Two acidic proteases from the white-rot fungus Sporotrichum pulverulentum have been purified and partially characterized. The enzymes were purified in four steps, protease I 152-fold and protease II 127-fold. The purity of the enzymes was investigated by analytical isoelectric focusing and by dodecylsulfate/polyacrylamide gel electrophoresis. The isoelectric points of protease I and protease II were at pH 4.7 and 4.2 respectively. The molecular weights were 28,000 and 26,000 and the pH optima 5.0 and 5.2. Both enzymes were inhibited by heavy metal ions such as Ag+, Hg2+ and to some extent also by Cu2+. Partial inhibition was also observed with EDTA and alpha, alpha'-dipyridyl. The specificities of protease I and II were investigated using human fibrinopeptide A as substrate.
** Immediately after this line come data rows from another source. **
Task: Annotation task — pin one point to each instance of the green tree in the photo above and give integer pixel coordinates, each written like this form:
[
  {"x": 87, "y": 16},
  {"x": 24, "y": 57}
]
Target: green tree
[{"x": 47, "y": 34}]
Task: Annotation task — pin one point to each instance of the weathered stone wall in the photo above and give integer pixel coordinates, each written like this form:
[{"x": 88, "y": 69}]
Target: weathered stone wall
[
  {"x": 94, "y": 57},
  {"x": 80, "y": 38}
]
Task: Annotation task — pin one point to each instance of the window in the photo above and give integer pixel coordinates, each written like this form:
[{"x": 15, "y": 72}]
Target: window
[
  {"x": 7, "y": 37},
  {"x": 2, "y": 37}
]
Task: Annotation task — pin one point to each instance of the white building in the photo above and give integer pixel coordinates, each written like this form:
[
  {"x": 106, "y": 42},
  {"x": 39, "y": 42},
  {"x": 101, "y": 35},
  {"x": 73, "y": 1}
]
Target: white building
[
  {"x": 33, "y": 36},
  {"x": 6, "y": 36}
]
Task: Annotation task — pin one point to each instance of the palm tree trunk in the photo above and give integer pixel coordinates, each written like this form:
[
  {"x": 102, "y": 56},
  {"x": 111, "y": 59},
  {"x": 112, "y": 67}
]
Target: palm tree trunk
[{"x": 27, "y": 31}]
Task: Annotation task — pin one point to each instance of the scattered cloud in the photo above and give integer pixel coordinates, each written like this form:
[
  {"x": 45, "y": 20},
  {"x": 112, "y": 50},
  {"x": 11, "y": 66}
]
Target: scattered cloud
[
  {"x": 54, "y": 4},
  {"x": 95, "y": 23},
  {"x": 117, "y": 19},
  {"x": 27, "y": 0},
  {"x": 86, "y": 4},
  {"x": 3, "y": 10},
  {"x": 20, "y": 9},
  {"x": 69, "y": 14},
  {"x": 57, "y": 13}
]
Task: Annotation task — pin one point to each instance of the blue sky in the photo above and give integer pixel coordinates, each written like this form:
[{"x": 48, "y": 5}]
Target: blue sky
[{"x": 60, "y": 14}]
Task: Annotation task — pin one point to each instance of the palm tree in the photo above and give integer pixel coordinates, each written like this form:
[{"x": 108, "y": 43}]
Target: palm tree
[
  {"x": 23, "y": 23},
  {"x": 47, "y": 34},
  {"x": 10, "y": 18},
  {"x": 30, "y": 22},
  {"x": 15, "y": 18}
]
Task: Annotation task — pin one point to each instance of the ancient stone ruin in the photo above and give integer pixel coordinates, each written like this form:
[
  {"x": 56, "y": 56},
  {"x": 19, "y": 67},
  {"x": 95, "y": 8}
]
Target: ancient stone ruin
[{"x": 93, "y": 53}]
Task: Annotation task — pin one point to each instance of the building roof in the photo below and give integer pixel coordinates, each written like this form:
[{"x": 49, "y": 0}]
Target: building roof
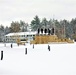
[{"x": 22, "y": 33}]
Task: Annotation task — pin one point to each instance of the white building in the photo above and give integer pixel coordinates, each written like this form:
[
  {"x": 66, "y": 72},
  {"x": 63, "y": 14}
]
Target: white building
[{"x": 12, "y": 37}]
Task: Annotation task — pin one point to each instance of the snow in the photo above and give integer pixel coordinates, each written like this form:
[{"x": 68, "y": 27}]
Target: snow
[
  {"x": 22, "y": 33},
  {"x": 60, "y": 60}
]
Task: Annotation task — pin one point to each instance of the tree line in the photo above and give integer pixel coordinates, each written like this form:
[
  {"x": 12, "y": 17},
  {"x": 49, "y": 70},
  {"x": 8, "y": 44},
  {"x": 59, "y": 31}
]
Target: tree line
[{"x": 63, "y": 28}]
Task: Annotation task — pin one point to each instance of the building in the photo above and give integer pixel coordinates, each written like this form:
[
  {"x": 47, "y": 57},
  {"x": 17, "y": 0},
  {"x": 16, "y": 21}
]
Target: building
[{"x": 12, "y": 37}]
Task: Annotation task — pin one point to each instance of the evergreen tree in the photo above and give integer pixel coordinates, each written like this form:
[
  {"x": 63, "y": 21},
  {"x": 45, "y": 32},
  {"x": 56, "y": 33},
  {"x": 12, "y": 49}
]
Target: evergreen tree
[{"x": 35, "y": 24}]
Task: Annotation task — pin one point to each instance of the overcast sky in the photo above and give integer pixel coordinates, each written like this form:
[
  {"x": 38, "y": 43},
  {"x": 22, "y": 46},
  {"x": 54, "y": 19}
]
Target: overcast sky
[{"x": 16, "y": 10}]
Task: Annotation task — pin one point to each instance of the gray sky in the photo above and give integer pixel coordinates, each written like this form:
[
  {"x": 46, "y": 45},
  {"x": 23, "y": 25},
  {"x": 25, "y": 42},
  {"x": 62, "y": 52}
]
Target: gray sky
[{"x": 16, "y": 10}]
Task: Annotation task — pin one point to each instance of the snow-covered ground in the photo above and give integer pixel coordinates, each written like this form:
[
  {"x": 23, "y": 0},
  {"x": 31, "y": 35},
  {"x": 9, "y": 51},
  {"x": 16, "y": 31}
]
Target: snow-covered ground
[{"x": 60, "y": 60}]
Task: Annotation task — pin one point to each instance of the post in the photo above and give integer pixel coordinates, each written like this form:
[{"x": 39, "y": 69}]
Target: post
[
  {"x": 49, "y": 48},
  {"x": 1, "y": 55},
  {"x": 33, "y": 46},
  {"x": 25, "y": 50},
  {"x": 11, "y": 45}
]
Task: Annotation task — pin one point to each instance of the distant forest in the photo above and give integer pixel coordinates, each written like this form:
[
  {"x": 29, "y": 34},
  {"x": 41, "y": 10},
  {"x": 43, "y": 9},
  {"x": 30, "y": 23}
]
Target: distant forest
[{"x": 69, "y": 27}]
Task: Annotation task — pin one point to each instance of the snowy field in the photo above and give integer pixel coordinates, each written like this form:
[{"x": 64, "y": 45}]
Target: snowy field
[{"x": 60, "y": 60}]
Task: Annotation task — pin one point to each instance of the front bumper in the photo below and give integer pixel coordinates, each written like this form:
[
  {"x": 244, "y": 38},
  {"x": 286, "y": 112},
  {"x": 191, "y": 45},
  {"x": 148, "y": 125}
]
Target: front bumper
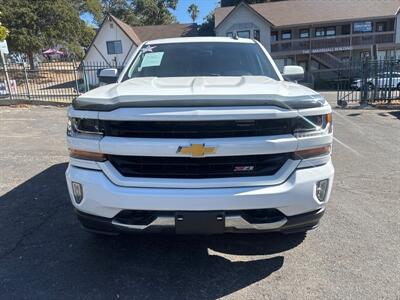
[
  {"x": 103, "y": 200},
  {"x": 234, "y": 223}
]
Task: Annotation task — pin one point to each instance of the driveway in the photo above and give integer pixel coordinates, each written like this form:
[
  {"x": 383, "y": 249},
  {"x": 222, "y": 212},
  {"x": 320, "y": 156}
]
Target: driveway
[{"x": 354, "y": 254}]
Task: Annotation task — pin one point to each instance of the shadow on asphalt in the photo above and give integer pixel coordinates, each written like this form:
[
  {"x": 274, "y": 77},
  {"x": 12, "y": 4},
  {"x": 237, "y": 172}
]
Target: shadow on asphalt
[
  {"x": 395, "y": 114},
  {"x": 45, "y": 254}
]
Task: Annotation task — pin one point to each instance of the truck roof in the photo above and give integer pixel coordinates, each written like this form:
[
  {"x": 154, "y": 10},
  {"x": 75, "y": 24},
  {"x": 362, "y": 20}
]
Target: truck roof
[{"x": 204, "y": 39}]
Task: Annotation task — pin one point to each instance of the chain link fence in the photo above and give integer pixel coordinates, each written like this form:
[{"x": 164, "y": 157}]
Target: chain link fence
[{"x": 58, "y": 82}]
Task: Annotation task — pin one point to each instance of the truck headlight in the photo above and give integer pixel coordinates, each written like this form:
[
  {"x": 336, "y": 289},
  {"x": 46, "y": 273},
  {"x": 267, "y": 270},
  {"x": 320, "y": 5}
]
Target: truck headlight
[
  {"x": 313, "y": 125},
  {"x": 83, "y": 126}
]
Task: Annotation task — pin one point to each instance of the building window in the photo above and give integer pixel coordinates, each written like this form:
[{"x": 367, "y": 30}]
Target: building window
[
  {"x": 380, "y": 26},
  {"x": 114, "y": 47},
  {"x": 304, "y": 33},
  {"x": 286, "y": 35},
  {"x": 244, "y": 34},
  {"x": 319, "y": 32},
  {"x": 346, "y": 29},
  {"x": 274, "y": 36},
  {"x": 359, "y": 27},
  {"x": 330, "y": 31}
]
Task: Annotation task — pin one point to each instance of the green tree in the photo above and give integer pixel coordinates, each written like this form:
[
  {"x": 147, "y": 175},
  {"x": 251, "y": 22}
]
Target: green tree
[
  {"x": 236, "y": 2},
  {"x": 193, "y": 11},
  {"x": 3, "y": 32},
  {"x": 155, "y": 12},
  {"x": 94, "y": 7},
  {"x": 35, "y": 25}
]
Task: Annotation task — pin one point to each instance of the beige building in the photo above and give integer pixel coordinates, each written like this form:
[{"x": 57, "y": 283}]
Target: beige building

Protease I splits off the arginine in the C-terminal position, while protease II splits at the carboxyl side of both Phe-8 and Leu-9 in fibrinopeptide A. A physiological effect of the two proteases has also been demonstrated. Thus, if a culture solution from S. pulverulentum grown on cellulose was treated with the individual proteases or a mixture of the enzymes a considerable increase in endo-1,4-beta-glucanase activity was obtained. It may be that the endo-glucanases are produced in a zymogenic form and activated by the proteases. However, other explanations for the phenomenon are also possible.